Schwierigkeitsgrad hoch angesetzt
Radenbach ergänzt zur Beruhigung der Anwesenden, dass er "im weiteren Verlauf des Abends nichts mehr auf Flämisch oder Niederländisch sagen wird." Aus Angst, sich zu blamieren. Da konzentriert sich der 44-Jährige doch eher auf seine Kernkompetenz, die er auch im sonstigen Berufsalltag den Schülern des Berufskollegs vermittelt: Kochen. Und dies ist auch notwendig, denn im Vergleich zum indonesisch geprägten Vorjahreskurs wird es an diesem Dienstagabend deutlich komplexer. Schon beim ersten Arbeitsschritt, dem Zerkleinern der Hähnchenschenkel, zeigen sich beim ein oder anderen Kursteilnehmer die ersten Probleme.
Nicht so bei Karl-Heinz Roth, einer der zahlreichen "Wiederholungstäter", die Hans-Christian Radenbach immer wieder in seiner Schulküche begrüßen kann. "Ich bin schon fünf, sechs Jahre regelmäßig hier. Mittlerweile lässt mich meine Frau in der Küche schon alleine", grinst der Hobbykoch, der extra aus Netphen angereist ist.
Manche lassen sich aber auch einfach mal mitschleifen. Gerd Hundt, der zum ersten Mal dabei ist, macht beispielsweise gute Miene zum bösen Spiel. "Ich wollte eigentlich gar nicht mit, das war ein Missverständnis", gesteht er im Beisein seiner Frau Bärbel, die parallel mit Frohmut und Tatendrang bei der Sache ist. "In 14 Tagen fahren wir zu Freunden nach Belgien in den Urlaub. Und vielleicht können wir denen ja noch etwas beibringen", lacht sie. Radenbach zeigt sich unterdessen bemüht, auch die blutigen Anfänger mit lockeren Sprüchen bei Laune zu halten. "Die Hähnchen bitte ohne Finger in die Töpfe geben" – diesen Rat befolgten zum Glück alle Beteiligten.
Nach anderthalb Stunden trägt der Fleiß dann erste Früchte. Oder besser: Bällchen. Der Endivienstampf mit Bitterballen ist verzehrfertig, das Vertrauen in die eigenen Kochkünste ist aber vorerst noch rudimentär ausgeprägt. "Mal gucken. Wenn es schmeckt, kochen wir es zuhause nach", sagt Iris Kocherscheidt. Und tatsächlich sind sich alle einig: Es schmeckt. Bei diesem Gericht keine Selbstverständlichkeit, weiß Radenbach: "Bei Bitterballen, die man so irgendwo kaufen kann, will ich nicht wissen, was da immer so drin ist."

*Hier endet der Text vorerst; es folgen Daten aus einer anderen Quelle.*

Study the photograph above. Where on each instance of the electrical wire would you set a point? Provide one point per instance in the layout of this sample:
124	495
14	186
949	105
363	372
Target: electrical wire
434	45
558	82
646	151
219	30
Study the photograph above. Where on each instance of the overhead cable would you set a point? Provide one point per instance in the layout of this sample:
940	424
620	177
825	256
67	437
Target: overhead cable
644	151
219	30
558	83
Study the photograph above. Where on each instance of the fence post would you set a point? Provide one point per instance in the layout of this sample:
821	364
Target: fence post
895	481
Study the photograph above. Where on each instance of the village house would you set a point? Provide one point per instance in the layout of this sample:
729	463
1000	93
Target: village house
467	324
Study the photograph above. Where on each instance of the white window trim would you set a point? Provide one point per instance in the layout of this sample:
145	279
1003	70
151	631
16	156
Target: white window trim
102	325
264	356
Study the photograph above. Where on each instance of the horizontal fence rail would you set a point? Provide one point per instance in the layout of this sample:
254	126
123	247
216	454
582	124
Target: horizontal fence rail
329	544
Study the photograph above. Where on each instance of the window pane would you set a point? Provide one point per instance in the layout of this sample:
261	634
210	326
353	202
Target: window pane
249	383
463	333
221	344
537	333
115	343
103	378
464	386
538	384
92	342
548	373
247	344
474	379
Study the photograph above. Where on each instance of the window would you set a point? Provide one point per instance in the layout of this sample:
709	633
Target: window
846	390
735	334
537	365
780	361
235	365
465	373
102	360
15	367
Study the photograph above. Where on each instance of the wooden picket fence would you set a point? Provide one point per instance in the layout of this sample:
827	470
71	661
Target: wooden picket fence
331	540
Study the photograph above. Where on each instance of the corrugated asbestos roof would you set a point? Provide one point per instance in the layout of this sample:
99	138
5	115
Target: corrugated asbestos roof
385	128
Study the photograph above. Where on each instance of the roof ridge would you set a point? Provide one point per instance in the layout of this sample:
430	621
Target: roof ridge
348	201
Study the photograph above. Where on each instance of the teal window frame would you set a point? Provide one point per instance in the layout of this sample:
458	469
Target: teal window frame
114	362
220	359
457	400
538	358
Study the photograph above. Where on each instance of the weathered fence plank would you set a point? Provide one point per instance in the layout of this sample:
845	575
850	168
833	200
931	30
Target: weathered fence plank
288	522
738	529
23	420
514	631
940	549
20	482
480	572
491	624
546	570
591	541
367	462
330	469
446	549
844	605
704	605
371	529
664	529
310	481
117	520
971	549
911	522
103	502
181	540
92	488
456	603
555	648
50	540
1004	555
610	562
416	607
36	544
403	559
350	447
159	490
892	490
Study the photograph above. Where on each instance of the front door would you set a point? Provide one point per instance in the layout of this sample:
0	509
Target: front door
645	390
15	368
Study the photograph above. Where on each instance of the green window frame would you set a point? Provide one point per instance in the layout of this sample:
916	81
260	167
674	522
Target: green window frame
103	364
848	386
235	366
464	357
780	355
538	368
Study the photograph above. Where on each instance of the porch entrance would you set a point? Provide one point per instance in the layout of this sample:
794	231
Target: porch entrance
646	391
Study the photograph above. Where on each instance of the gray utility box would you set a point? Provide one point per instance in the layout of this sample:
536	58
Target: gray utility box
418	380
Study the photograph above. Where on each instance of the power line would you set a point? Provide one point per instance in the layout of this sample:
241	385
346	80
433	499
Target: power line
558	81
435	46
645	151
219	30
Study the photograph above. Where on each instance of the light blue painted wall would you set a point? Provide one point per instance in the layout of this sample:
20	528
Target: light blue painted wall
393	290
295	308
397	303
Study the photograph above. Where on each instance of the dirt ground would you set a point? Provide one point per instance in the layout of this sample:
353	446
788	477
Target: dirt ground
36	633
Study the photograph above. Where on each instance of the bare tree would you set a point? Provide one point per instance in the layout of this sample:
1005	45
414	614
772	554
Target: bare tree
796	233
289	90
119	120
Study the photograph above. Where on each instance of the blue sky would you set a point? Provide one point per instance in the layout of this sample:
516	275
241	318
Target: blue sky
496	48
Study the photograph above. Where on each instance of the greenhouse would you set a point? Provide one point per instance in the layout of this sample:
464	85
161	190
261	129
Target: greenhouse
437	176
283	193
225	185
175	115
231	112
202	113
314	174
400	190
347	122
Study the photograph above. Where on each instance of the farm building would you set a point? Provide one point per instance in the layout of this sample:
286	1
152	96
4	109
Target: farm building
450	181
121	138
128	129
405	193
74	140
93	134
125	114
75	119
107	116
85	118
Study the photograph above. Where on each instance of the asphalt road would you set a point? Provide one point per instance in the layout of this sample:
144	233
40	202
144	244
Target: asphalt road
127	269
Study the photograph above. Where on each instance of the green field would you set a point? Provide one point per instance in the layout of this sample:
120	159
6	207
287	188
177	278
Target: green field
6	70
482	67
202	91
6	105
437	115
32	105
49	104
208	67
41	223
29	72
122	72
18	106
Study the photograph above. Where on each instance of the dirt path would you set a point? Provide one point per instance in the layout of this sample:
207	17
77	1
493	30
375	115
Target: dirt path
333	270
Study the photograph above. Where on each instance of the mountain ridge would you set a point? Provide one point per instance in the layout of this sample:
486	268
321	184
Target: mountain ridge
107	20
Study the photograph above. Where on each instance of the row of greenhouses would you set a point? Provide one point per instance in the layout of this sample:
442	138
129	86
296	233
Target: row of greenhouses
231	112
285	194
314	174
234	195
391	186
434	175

Der größte Gaumenspaß für Gourmets sollte aber noch folgen. "Carbonade flamande" – ein Rinderfiletsteak auf Biersoße. Der Profikoch empfiehlt: "Die Soße ruhig auch mal mit Lebkuchen binden" – und sorgt damit einmal mehr für verblüffte Blicke. Doch auch diese Mühe sollte sich lohnen. Angereichert mit Fritten (was auch sonst?), Mayonnaise und geschmortem Chicoree, gibt das edle Fleisch einen vorzüglichen Hauptgang ab. Radenbach hält sich beim Verzehr aber vornehm zurück. "Ich habe vorhin schon drei Kurse durchgefüttert, irgendwann muss es auch mal gut sein", sagt er.
Doch ein wenig Platz im Magen zu lassen, war empfehlenswert. Schließlich gab es ja noch ein Dessert zu verputzen. Da eignen sich Poffertjes natürlich perfekt, den fluffigen Teig für die Mini-Pfannkuchen hatten Teile der Gruppe schon zu Beginn des Abends vorbereitet.
Nächstes Jahr wieder Hahn?
Am Ende sind sich alle einig, dass sie im nächsten Jahr wiederkommen wollen. Dann wird sich Radenbach der Herausforderung stellen, im Rahmen des Literaturpflasters ein französischen Menü zu basteln. Dies im Übrigen ganz ohne Frösche. "Coq-au-vin und Bouillabaisse bieten sich natürlich an", weiß er. Und vielleicht kommt sogar Gerd Hundt dann freiwillig mit. Denn ausgezeichnet geschmeckt hat es auch ihm.